NRP Academy Class Graduates, Agency Gains 21 New Officers
The ranks of the Maryland Natural Resources Police grew by 21 with the graduation Saturday of the latest class of recruits.
The new officers took their oath, administered by Col. George F. Johnson IV, NRP superintendent, at Chesapeake College before a large audience of family and friends.
Governor Martin O’Malley congratulated the newest members of NRP in a prerecorded address.
“Your training ensures that as long as you are on the front lines, Maryland’s people, Maryland’s public lands and wildlife will be safer and healthier,” said Governor O’Malley. “Through 146 years this agency’s name has changed and its mission has expanded. But its roots remain deeply embedded in our shared belief that environmental stewardship is a sacred duty.”
The new officers received 28 weeks of classroom and field training at the Maryland Police and Correctional Training Center in Sykesville, and on waterways and public lands throughout the state. Their studies included not only general law enforcement functions, but also the special skills needed for conservation law enforcement.
DNR Secretary Joe Gill noted that the new officers will bolster the ranks in all eight NRP patrol areas to protect land and waterways owned by the citizens of Maryland, uphold laws that guard wildlife and fish, aid boaters in distress and hikers lost in the woods, and patrol 66 state parks to help keep more than 11 million visitors safe.
Gill said advances in high-technology tools, such as the radar-and-camera system called the Maritime Law Enforcement Information Network, “will help shrink the vast size of the neighborhood NRP officers are sworn to protect.

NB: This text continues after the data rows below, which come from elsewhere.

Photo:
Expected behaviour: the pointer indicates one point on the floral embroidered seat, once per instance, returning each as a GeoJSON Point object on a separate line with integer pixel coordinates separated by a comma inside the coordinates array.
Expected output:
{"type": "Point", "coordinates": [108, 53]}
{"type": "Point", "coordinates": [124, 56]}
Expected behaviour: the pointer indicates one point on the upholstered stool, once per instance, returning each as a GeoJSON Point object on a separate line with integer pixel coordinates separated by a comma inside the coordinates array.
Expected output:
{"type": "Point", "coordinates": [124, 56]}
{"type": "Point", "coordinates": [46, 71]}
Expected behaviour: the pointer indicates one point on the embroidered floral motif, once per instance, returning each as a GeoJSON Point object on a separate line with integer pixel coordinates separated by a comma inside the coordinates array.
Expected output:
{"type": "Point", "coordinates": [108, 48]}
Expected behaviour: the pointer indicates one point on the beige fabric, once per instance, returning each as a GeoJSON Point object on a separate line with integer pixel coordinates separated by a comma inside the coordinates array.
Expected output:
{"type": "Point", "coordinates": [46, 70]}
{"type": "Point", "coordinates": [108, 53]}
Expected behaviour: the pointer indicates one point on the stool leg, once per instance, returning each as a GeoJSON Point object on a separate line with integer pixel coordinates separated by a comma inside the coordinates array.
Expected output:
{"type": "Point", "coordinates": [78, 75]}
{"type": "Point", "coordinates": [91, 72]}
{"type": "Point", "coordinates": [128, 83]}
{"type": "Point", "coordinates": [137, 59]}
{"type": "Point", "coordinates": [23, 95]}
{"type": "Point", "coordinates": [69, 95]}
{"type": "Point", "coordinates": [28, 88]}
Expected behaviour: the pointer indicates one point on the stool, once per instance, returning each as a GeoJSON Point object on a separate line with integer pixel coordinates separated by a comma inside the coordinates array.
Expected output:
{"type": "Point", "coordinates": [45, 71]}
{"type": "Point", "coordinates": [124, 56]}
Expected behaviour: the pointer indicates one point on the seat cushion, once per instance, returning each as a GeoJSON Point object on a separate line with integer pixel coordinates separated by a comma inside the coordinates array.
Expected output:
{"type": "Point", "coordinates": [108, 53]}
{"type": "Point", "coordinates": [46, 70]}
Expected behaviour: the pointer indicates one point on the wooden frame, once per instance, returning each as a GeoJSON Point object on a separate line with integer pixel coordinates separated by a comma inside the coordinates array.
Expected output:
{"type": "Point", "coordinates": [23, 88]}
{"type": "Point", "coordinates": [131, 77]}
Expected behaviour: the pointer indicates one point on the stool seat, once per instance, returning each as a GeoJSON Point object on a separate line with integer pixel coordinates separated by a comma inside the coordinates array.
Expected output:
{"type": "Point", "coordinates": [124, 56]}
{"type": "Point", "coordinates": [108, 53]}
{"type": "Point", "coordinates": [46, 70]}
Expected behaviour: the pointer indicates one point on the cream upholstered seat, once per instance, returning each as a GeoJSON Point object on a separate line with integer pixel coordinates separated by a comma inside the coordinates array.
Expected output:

But make no mistake: nothing in that high-tech bag of tricks will ever replace the cop on the beat who helps citizens and brings lawbreakers to justice.”
In his remarks, Johnson asked veteran officers to embrace their role as mentors and urged the 56th Basic Recruit Class to spend the next year learning all they could from their field training officers.
“Your enthusiasm and passion, openness to challenges and ability to adapt to change will make NRP stronger and help keep this 146-year-old agency on the cutting edge of conservation law enforcement,” said Johnson.
Calvert County Circuit Court Associate Judge E. Gregory Wells used his keynote address to praise NRP officers for their efforts, and encouraged the new officers to adhere to the agency’s core values of integrity, dedication, professionalism and courtesy.
The 21 new officers:
Jacob Bucher of Joppa; Ryan Colon of Hebron; Dominic D’Angona III of Damascus; Scott Davis of Annapolis; Thompson DeFriez of Glen Burnie; Robert Duvall Jr. of Berlin; Daniel Geiman of Baltimore; Khari Grooms of Clinton; Bernard Haberkam Jr. of Richlands, N.C.; Brian Hunt of Stevensville; Robert Kapp of Westminster; Justin King of Cumberland; Raymond Maurer of Bel Air; Charles McCauley Jr. of Pittsville; Kristen McFarland of Church Hill; Michael Sullivan of Mount Airy; Daniel Thomas of Bowie; Gina Tyler of Marion; Stephen Ward of Abingdon; David Wilkinson of Mardela Springs; and Robert Wood of Berlin.
Officer Ryan Colon delivered the class address.
Four class members were recognized for outstanding achievement during the academy, which began on April 7:
Officer Brian Hunt, Excellence in Leadership; Officer Ryan Colon, Excellence in Academic Achievement; Officer Michael Sullivan, Excellence in Firearms (Top Gun); and Officer Robert Duvall Jr., Excellence in Navigation and Seamanship.